Introduced in 1988 to celebrate Enzo Ferrari's 40 years as a motor manufacturer, the F40 was the ultimate supercar. A mid-engined, two-seater berlinetta, the F40 was a development of the limited-production 288GTO, and like the latter - but unlike the preceding 308 series - mounted its power unit longitudinally rather than transversely. A four-cam 3-litre V8 with four valves per cylinder, the F40 engine employed twin IHI turbochargers to liberate 478bhp (approximately 352kW) at 7,000rpm. For the seriously speed-addicted, this could be boosted by 200bhp by means of a factory tuning kit.

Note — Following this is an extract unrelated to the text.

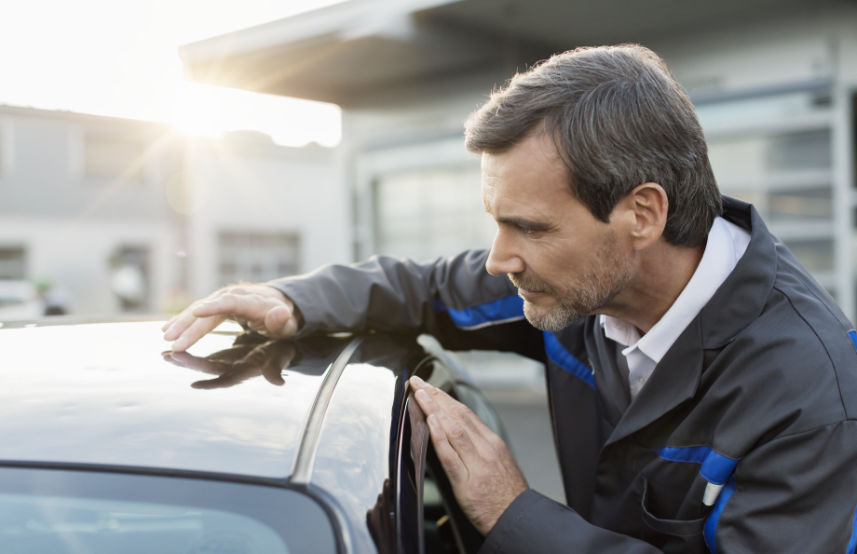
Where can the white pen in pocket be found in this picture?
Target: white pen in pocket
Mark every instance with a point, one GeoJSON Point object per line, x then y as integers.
{"type": "Point", "coordinates": [712, 491]}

Of equal, if not greater, technical interest was the method of body/chassis construction, the F40 drawing on Ferrari's Formula 1 experience in its use of composite technology. A one-piece plastic moulding, the body was bonded to the tubular steel chassis to create a lightweight structure of immense rigidity. The doors, bonnet, boot lid and other removable panels were carbon fibre. Pugnaciously styled by Pininfarina, the F40 incorporated the latest aerodynamic aids in the form of a dam-shaped nose and high rear aerofoil. Despite the need to generate considerable downforce - and with a top speed of 201mph, higher than the take-off speed of many light aircraft, the F40 needed all the downforce it could get - the result was a commendably low drag coefficient of just 0.34. The F40's interior re-enforced its image as a thinly disguised race-car, with body-contoured seats, an absence of carpeting and trim, and sliding Plexiglas windows. When it came to actual competition, race-prepared F40s more than held their own and in the Global GT series proved quicker on many circuits than McLaren's F1 GTR.

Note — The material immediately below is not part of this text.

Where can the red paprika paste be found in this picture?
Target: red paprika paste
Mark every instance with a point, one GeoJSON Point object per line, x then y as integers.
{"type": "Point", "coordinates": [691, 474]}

Autocar concluded its test thus: 'on a smooth road it is a scintillatingly fast car that is docile and charming in its nature; a car that is demanding but not difficult to drive, blessed as it is with massive grip and, even more importantly, superb balance and manners. You can use its performance - the closest any production carmaker has yet come to race car levels - and revel in it. ...there's little doubt it is the very personification of the term sports car.' Even today the F40 has the power to impress. Reacquainting himself with the F40, F50 and Enzo Ferraris for Octane magazine (July 2014 edition) racing driver Mark Hales declared: 'The F40 is for me, the special one. Not just because I have spent so much time in them, but because it was such an explosive, other-worldly creation when it first appeared, and it still retains much of that character.' Enough said.
This particular F40 was first registered on 11th February 1993 to Giuseppe Carlo Castellano of Orlando, Florida, USA. However, it should be noted that this car was built to European specification and has never left Europe. '93779' has the Perspex sliding windows option, no catalytic converters and non-adjustable suspension, and has been fitted with a Tubi sports exhaust (original available). The accompanying service history testifies to regular maintenance by recognised European specialists.

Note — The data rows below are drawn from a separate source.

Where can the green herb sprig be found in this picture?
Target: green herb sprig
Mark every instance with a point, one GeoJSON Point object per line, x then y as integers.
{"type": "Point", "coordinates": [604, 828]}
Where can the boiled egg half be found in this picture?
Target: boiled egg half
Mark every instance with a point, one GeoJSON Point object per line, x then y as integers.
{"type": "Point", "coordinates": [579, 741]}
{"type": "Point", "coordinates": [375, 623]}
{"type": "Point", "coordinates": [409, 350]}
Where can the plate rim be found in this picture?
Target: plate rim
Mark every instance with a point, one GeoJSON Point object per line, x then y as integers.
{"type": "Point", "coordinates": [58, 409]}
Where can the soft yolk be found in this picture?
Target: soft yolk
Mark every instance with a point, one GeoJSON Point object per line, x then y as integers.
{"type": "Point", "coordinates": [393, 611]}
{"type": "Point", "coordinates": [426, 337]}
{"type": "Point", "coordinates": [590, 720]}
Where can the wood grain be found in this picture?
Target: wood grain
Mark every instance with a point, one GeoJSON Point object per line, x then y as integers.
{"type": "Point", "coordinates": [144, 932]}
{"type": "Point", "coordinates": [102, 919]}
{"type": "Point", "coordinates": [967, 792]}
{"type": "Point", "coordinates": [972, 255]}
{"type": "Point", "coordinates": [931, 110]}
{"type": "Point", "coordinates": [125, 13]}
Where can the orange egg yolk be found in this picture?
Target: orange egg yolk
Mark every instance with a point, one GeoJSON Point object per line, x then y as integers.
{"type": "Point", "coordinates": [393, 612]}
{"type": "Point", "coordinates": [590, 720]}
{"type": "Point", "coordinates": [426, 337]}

In 2004 the F40 came to the UK and was registered here. Its first UK owner subsequently sold the Ferrari to Nick Cartwright Specialist Cars in May 2012 and the car remained in storage until its sale to the current vendor. Nick Cartwright replaced the cam belts in 2013 and the fuel cells in 2014 (bill on file). Presented in immaculate condition, this little used F40 is offered with a V5C document and the all-important Ferrari Classiche certification.